Idealna na piątek historia ze Stanów: pewien mieszkaniec Waszyngtonu zamówił na Amazonie 39-calowy telewizor a dostał karabin Sig Sauer 716. Co ciekawsze - Amazon potraktował sprawę wyjątkowo na luzie...
Niefortunny nabywca karabinu nazywa się Seth Horvitz.

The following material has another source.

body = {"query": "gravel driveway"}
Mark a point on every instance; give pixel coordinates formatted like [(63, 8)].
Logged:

Kiedy zobaczył karton z przesyłką pomyślał nawet, że dostał "telewizor do samodzielnego montażu". Kiedy odpakował karabin (taki sam, jak na zdjęciu), od razu zadzwonił na policję. Funkcjonariusze przyjechali, stwierdzili, posiadanie tej jest w Waszngtonie zakazane i broń zabrali.
Najciekawsze w całej historii jest podejście Amazona. Poradzili panu Horvitzowi, by skorzystał ze standardowej procedury zwrotu omyłko nadanego towaru. Ale jak to zrobić, skoro broń jest w policyjnym depozycie? W końcu okazało się, że pomyłka nastąpiła w firmie kurierskiej - w jakiś sposób naklejka z adresem pana Horvitza trafiła na paczkę z Sig Sauerem.
Reasumując: pan Horvitz nie ma telewizora, nabywca karabinu nie wie jak wydostać go z policyjnego depozytu a Amazon i UPS nie kwapią się do pomocy.